En cuanto a mí, escribo como un jardinero, que va sembrando un parque donde ha de haber belleza, algo de exótico, no debe faltar la magia ni tampoco el cuidado y la dedicación. Como un jardín se requiere, muchas veces, más poda que siembra y más encanto que belleza. Pero como el jardinero, una vez creado el jardín: ¿Para que los senderitos?, el perfume de las flores: ¿Para qué?. ¿Por qué lugares donde nunca dejará de haber sol y luz, y otros donde los medios tonos de la sombra y el frío de la brisa sean un remanso para descansar?. Porque, como sea, el jardín por sí mismo no tiene valor alguno, casi ni siquiera existe sin quienes disfruten su paseo.
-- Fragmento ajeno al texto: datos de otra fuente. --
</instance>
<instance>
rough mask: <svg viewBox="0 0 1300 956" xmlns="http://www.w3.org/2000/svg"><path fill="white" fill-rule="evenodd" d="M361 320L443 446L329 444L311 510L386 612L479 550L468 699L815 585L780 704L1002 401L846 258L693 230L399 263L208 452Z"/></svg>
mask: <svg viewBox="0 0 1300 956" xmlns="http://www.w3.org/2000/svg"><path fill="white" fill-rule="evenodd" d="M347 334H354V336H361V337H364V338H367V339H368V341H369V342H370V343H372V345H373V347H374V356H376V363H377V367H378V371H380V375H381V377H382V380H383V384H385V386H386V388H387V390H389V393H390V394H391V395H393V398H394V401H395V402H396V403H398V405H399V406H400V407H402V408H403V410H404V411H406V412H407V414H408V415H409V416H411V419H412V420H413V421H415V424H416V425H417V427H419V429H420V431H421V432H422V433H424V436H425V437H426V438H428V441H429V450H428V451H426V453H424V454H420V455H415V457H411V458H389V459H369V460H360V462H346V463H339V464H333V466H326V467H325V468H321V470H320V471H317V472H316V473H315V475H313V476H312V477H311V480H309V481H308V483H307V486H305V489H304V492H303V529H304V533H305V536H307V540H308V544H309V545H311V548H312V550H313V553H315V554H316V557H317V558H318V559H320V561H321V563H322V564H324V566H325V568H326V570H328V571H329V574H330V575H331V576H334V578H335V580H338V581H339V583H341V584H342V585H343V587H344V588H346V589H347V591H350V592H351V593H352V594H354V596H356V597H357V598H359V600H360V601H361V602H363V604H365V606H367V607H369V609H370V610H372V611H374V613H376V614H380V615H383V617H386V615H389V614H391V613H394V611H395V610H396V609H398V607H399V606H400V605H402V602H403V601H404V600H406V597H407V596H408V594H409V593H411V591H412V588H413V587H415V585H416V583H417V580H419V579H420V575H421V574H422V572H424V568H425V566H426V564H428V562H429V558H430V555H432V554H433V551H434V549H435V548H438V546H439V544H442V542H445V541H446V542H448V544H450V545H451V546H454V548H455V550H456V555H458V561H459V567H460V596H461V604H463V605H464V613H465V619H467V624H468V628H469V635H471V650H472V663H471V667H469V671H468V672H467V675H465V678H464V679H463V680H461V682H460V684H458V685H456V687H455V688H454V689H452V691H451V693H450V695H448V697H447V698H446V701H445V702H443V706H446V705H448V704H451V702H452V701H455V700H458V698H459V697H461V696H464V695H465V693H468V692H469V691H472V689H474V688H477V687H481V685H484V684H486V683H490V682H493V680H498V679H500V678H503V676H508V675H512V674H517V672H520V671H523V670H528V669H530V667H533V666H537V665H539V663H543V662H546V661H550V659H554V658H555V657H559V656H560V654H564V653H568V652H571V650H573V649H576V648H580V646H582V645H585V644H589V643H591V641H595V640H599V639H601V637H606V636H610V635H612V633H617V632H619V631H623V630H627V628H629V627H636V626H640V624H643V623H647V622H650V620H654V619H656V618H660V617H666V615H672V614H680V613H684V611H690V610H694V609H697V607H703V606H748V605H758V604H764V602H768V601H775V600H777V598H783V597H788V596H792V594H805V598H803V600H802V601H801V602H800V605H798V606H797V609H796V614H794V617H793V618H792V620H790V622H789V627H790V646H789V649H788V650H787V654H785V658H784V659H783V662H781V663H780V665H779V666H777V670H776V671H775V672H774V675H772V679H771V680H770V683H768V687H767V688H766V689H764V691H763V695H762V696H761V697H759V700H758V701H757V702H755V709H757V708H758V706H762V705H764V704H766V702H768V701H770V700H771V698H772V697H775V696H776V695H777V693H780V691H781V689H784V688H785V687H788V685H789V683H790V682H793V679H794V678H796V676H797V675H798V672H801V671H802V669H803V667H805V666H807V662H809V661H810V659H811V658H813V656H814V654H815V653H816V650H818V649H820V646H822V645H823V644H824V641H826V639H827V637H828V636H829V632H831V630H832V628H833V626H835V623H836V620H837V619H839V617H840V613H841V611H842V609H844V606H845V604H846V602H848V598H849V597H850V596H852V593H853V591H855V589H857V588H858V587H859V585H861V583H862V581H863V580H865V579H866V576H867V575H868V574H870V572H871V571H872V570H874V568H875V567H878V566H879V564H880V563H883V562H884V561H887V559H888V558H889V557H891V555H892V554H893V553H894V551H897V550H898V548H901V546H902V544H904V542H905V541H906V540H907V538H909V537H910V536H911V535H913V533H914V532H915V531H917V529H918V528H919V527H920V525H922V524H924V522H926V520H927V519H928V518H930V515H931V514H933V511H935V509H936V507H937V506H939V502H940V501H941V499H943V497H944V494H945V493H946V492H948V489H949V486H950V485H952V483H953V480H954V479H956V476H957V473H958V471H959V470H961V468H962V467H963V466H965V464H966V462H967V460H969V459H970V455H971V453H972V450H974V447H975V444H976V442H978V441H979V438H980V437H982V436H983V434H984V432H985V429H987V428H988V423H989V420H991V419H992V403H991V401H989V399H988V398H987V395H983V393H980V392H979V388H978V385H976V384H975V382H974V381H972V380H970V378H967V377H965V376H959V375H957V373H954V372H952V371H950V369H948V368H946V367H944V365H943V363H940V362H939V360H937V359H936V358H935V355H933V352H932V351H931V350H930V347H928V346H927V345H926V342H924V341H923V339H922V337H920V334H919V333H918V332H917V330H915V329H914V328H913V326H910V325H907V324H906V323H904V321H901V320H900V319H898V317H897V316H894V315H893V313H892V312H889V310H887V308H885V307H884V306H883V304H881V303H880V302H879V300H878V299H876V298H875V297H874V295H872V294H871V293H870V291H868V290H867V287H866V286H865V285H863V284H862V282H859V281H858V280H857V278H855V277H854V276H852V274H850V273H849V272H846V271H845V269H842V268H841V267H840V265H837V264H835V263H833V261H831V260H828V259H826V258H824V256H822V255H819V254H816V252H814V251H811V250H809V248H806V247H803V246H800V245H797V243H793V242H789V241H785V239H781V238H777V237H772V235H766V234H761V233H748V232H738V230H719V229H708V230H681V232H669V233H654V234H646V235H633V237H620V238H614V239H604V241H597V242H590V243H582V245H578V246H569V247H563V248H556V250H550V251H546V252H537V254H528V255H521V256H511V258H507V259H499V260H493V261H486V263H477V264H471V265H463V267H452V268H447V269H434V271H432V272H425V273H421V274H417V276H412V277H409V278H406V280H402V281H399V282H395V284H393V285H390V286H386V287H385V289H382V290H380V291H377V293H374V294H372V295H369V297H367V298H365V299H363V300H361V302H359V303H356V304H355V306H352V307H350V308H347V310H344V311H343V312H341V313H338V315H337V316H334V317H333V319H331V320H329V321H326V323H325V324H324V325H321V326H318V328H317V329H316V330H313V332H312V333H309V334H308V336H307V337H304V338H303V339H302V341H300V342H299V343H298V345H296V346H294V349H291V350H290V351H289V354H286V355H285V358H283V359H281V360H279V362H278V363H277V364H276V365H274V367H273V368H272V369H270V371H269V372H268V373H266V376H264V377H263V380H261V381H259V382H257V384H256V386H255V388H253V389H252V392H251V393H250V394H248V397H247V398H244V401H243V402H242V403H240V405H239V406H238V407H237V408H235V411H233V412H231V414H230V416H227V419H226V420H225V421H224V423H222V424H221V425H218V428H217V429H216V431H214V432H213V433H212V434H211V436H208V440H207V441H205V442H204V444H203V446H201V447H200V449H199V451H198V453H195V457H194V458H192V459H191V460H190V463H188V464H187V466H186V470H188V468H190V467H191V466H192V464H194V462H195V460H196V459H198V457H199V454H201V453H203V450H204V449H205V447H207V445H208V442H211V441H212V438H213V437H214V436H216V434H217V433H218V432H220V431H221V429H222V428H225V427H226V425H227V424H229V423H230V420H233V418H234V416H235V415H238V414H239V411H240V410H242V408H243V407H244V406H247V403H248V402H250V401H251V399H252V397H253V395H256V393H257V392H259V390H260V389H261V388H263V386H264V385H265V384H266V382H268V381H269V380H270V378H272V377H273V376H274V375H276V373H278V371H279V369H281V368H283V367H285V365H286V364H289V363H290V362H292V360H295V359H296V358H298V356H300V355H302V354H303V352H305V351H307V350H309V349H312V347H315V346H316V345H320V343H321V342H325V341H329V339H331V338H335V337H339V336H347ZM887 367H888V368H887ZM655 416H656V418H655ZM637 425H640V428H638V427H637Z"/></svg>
Tal vez necesite un columpio y un balancín y huevos de chocolate en pascua de resurrección, mesas de té y laberintos de crataegus y bojs. El problema está cuando, por atraer al visitante se instala carruseles y calesitas, trenecitos y artificios electrónicos, caballitos pequeños de montar, jaulas de pajarotes y más. El arte está en algún lugar intermedio en una banda muy fina, más acá de la cual la obra no apela a nadie, a nada, y más allá de ella sólo apela al comercio. Por mi, sólo espero llegar a un lector como niño, que busca y encuentra la magia del huevo de chocolate, que guarda el recuerdo de la sorpresa y la nostalgia de los senderos y laberintos; ese que dialogó con mi monólogo y atesoró los descubrimientos hechos en el jardín. Sin embargo preferiría exceder el límite, a quedar en una intimidad forzosa y solitaria.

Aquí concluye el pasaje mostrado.